On Jan 22, 2016, at 10:37, Brett Cannon <brett@python.org> wrote:

On Thu, 21 Jan 2016 at 10:45 Guido van Rossum <guido@python.org> wrote:

Yes, this is a useful thing to discuss.

Maybe we can standardize on the types defined by the 'six' package, which is commonly used for 2-3 straddling code:

six.text_type (unicode in PY2, str in PY3)
six.binary_type (str in PY2, bytes in PY3)

Actually for the latter we might as well use bytes.

I agree that `bytes` should cover str/bytes in Python 2 and `bytes` in Python 3.

As for the textual type, I say either `text` or `unicode` since they are both unambiguous between Python 2 and 3 and get the point across.

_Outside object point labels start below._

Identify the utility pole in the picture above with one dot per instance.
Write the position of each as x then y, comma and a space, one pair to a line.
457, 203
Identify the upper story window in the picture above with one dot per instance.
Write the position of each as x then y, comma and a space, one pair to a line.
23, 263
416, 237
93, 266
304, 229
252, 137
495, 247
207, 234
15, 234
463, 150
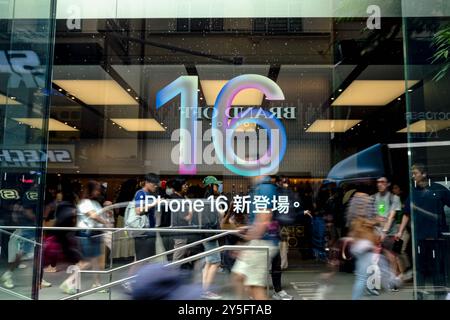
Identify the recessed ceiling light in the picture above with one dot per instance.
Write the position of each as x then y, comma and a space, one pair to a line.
423, 126
97, 92
247, 97
5, 100
138, 124
53, 125
372, 92
332, 125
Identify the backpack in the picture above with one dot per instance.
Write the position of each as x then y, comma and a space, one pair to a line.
133, 220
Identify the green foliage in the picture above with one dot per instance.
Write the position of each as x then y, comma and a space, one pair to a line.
441, 41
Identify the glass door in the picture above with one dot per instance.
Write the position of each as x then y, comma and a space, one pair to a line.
26, 53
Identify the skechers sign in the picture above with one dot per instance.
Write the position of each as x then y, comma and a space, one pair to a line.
31, 156
225, 126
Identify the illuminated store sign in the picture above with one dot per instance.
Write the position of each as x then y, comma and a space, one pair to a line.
23, 155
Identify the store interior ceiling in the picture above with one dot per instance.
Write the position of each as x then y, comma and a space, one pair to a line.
343, 87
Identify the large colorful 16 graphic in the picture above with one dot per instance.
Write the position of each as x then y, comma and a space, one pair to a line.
186, 87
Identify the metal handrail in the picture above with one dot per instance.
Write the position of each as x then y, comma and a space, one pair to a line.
20, 237
193, 244
176, 230
188, 259
18, 295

The only problem is that, while bytes is a builtin type in both 2.7 and 3.x, with similar behavior (especially in 3.5, where simple %-formatting code works the same as in 2.7), unicode exists in 2.x but not 3.x, so that would require people writing something like "try: unicode except: unicode=str" at the top of every file (or monkeypatching builtins somewhere) for the annotations to actually be valid 3.x code. And, if you're going to do that, using something that's already wide-spread and as close to a de facto standard as possible, like the six type suggested by Guido, seems less disruptive than inventing a new standard (even if "text" or "unicode" is a little nicer than "six.text_type").

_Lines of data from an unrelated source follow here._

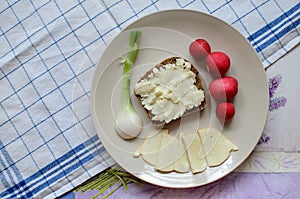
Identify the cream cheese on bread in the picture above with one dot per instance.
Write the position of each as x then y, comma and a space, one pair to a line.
169, 91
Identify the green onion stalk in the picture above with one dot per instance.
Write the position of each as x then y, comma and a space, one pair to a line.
128, 124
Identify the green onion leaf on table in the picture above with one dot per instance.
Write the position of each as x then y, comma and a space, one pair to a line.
113, 178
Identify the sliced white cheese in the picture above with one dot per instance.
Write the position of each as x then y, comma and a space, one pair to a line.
150, 146
195, 152
216, 146
167, 157
182, 163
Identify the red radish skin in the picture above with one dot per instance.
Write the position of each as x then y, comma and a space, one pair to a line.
199, 49
218, 63
224, 88
225, 111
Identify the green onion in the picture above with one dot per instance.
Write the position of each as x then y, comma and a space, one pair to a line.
128, 124
110, 178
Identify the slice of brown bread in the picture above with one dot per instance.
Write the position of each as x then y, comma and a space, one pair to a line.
198, 83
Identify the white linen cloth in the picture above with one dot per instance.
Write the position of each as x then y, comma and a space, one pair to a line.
48, 144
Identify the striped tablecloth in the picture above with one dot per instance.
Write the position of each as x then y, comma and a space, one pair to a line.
47, 139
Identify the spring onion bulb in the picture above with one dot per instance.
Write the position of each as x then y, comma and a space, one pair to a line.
128, 124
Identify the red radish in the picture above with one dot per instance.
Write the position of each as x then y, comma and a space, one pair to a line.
224, 88
199, 49
218, 63
225, 111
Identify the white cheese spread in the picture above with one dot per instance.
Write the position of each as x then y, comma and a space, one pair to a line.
169, 91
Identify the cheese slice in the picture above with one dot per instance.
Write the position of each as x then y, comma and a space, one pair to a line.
150, 146
195, 152
166, 156
216, 146
182, 163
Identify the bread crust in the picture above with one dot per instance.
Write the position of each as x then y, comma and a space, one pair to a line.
198, 83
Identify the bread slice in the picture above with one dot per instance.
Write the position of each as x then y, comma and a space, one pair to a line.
198, 83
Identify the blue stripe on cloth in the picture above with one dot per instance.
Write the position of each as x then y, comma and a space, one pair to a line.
278, 35
15, 190
265, 29
294, 24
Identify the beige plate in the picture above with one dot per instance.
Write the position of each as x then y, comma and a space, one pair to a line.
166, 34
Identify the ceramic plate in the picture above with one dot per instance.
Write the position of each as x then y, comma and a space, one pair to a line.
166, 34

(Or, of course, Guido could just get in his time machine and, along with restoring the u string literal prefix in 3.3, also restore the builtin name unicode as a synonym for str, and then this whole mail thread would fade out like Marty McFly.)

Also, don't forget "basestring", which some 2.x code uses. A lot of such code just drops bytes support when modernizing, but if not, it has to change to something that means basestring or str|unicode in 2.x and bytes|str in 3.x. Again, six has a solution for that, string_types, and mypy could standardize on that solution too.

And does `str` represent the type for the specific version of Python mypy is running under, or is it pegged to a specific representation across Python 2 and 3? If it's the former then fine,

In six-based code, it means native string, and there are tools designed to help you go over all your str uses and decide which ones should be changed to something else (usually text_type or binary_type), but no special name to use when you decide "I really do want native str here". So, I think it makes sense for mypy to assume the same, rather than to encourage people to shadow or rebind str to make mypy happy in 2.x.

Speaking of native strings: six code often doesn't use native strings for __str__, instead using explicit text, and the @python_2_unicode_compatible class decorator. Will mypy need special support for that decorator to handle those types? If so, it's probably worth adding; otherwise, it would be encouraging people to stick with native strings instead of switching to text.